The Grass Isn’t Always Greener
This shift in application architectures however brought new complexities. When outages or latency issues inevitably emerge, troubleshooting and unveiling the root cause is far more complex, if not impossible with traditional utilities and methodologies. Furthermore, even if you are able to trace down the root cause of an issue, how do you determine whether it was part of a pattern or an isolated incident? What can be done to prevent future occurrences?
New application architectures require a new approach to monitoring and troubleshooting. When a transaction occurs, following the path it takes from beginning to end is necessary in order to understand application behavior. The transformation of application development and architectures and the need for improved observability and monitoring has given birth to a new class of product and even entirely new companies focused on solving this problem.
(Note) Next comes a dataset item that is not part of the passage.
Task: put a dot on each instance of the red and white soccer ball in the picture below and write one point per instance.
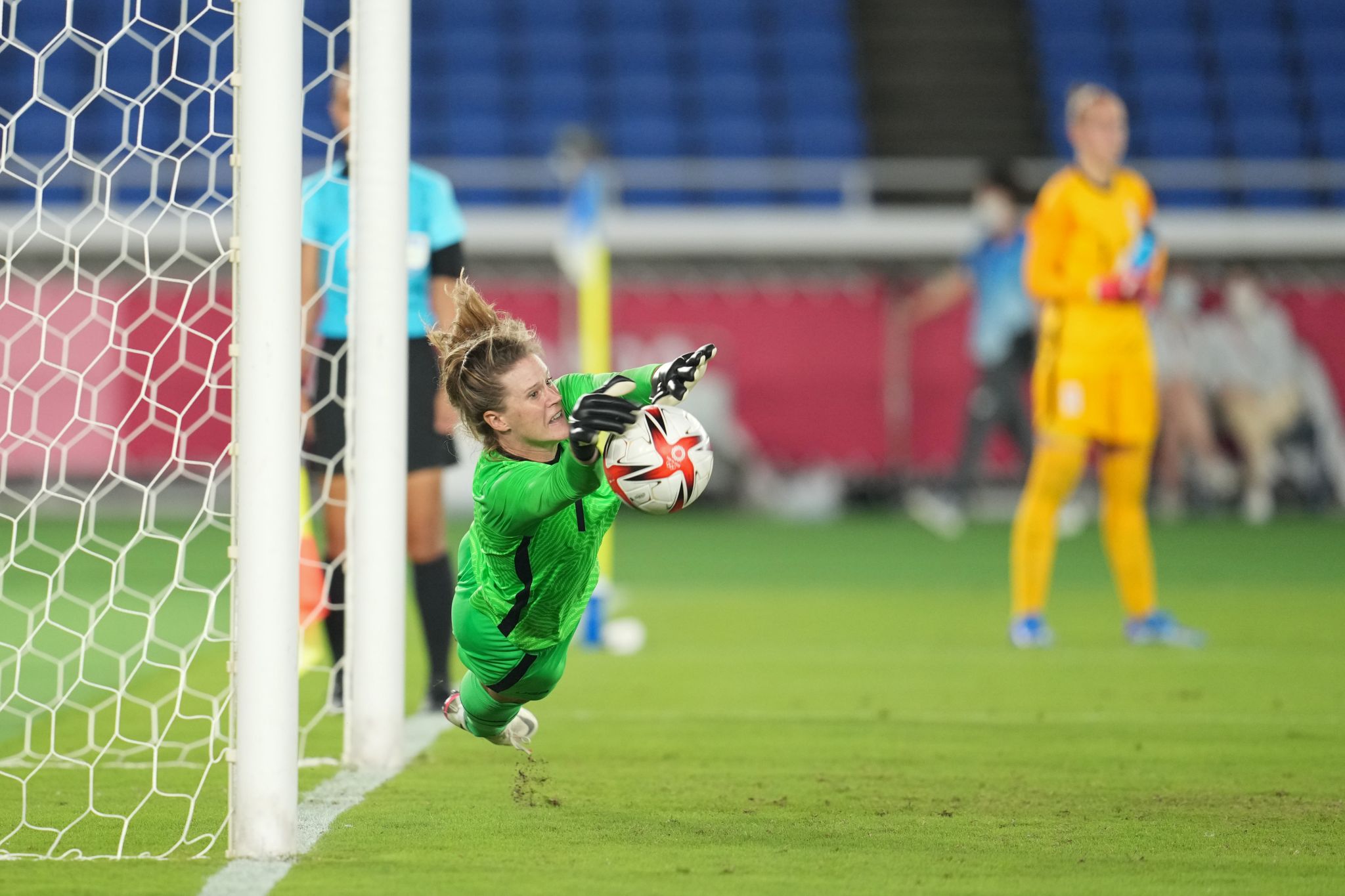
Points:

In many cases existing application performance monitoring (APM) and other log ingestion platforms have added functionality meant to provide a complete view of applications that have been segmented into microservices, serverless functions, and other distributed functionality.
This approach has seen some success, but to truly meet the needs of operations and development teams responsible for a highly distributed application, a new solution is required. One such company born to address this need is LightStep. Founded by ex-Googlers Ben Sigelman and Daniel “Spoons” Spoonhower, LightStep’s [x]PM platform is targeted specifically for enterprises that are moving away from monoliths towards microservices based applications who are looking for greater observability and understanding of transactions and application behavior.
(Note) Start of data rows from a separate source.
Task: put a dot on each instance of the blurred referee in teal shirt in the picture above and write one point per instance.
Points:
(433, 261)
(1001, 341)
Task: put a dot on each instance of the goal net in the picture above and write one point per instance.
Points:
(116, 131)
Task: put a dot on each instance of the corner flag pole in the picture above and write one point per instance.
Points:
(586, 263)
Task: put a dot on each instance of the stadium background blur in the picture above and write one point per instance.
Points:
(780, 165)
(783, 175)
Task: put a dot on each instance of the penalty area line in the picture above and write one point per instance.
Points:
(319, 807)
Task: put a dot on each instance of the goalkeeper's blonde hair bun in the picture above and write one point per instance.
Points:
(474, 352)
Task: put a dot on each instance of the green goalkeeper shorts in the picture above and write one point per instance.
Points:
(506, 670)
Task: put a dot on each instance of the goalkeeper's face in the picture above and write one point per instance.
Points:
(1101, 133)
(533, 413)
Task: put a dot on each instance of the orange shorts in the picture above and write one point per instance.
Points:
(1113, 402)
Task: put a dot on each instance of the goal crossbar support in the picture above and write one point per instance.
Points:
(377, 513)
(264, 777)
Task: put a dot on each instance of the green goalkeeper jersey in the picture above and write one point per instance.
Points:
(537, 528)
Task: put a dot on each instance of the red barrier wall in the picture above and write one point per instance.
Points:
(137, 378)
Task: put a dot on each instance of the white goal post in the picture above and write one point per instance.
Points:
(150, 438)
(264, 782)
The need for a solution like LightStep [x]PM is clear and the platform’s architecture is unique and possibly even ingenious. If you spend the time to watch their appearance at Cloud Field Day 4, you will likely be impressed by the interface and their Satellite component which feeds data from applications into the platform. Another realization you may come away with is that [x]PM is well suited for large enterprises with a highly complex distributed application.
Tracing for All
Many organizations however are just starting to move a way from monoliths to microservices architectures, however. What if Lightstep [x]PM isn’t quite a right fit for them? There may still be value it distributed tracing for smaller applications but the size and complexity of a solution like [x]PM could be overwhelming for companies who are just getting started in their shift away from monoliths.
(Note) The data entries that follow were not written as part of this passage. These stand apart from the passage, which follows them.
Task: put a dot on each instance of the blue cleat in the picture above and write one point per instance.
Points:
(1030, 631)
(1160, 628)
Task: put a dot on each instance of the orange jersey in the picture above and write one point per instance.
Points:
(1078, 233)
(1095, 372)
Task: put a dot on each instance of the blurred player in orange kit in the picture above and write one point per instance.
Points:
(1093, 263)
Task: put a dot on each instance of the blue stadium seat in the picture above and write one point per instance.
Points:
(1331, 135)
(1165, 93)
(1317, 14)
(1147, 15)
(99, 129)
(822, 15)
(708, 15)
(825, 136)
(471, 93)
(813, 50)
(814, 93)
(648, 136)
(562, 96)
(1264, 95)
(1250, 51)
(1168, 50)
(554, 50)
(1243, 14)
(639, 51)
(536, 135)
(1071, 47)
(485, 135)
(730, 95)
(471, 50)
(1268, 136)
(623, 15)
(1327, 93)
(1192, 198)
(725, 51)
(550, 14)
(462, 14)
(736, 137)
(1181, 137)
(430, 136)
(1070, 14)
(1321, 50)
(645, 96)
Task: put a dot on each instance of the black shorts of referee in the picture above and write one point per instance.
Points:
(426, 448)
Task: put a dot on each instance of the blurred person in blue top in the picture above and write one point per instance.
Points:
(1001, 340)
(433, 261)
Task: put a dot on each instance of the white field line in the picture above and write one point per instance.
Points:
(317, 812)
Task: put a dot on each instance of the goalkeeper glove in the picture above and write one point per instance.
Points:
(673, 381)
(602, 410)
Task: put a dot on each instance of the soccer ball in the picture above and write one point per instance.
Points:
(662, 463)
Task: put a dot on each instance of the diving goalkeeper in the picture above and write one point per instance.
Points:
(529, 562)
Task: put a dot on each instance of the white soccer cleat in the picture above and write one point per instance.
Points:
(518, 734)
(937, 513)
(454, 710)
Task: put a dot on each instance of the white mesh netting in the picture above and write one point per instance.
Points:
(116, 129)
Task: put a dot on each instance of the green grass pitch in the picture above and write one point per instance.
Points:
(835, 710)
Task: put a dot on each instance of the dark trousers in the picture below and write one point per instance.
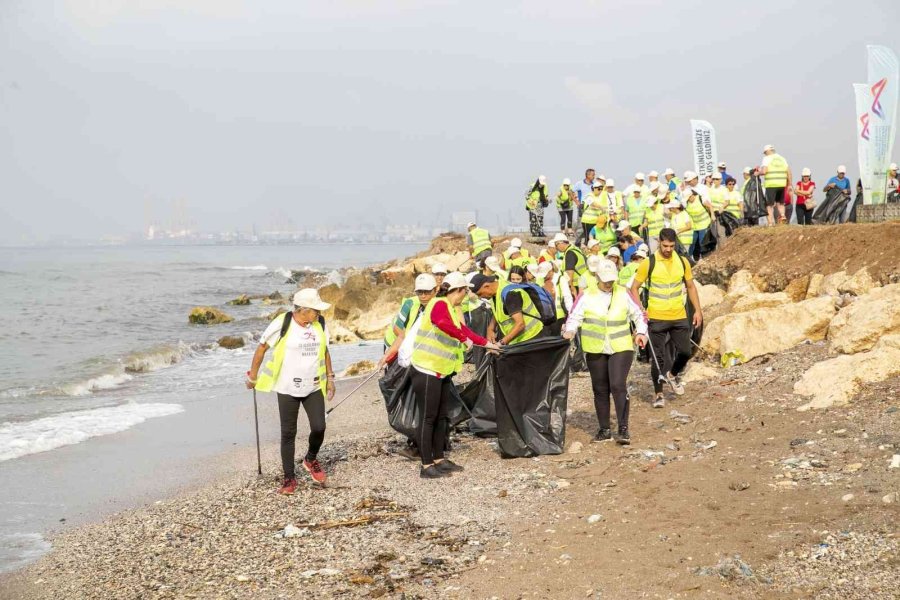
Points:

For this reason, LightStep has recently released LightStep Tracing. Delivered as a SaaS offering, LightStep Tracing is meant to provide customers with an easy on ramp into distributed tracing so they can gain better observability into the applications without as complex and lengthy of a setup process as [x]PM. Ultimately many customers may outgrow the smaller footprint of LigthStep Tracing and wish to adopt it’s bigger brother [x]PM. The good news is that this is possible and relatively painless. Additional setup and project management may be necessary on the customer’s part, but the path is laid out and ready should they choose to make the transition.
Ken’s Conclusion
When we first heard from LightStep at Cloud Field Day 4, many were impressed not only with the solution itself, but also by the people behind it. The passion and knowhow brought by the team at LightStep speaks volumes to the company and product they have created. Yet the question on many folks’ minds was how anyone other than a very large enterprise could get started. With the release of LightStep Tracing, the question has been answered.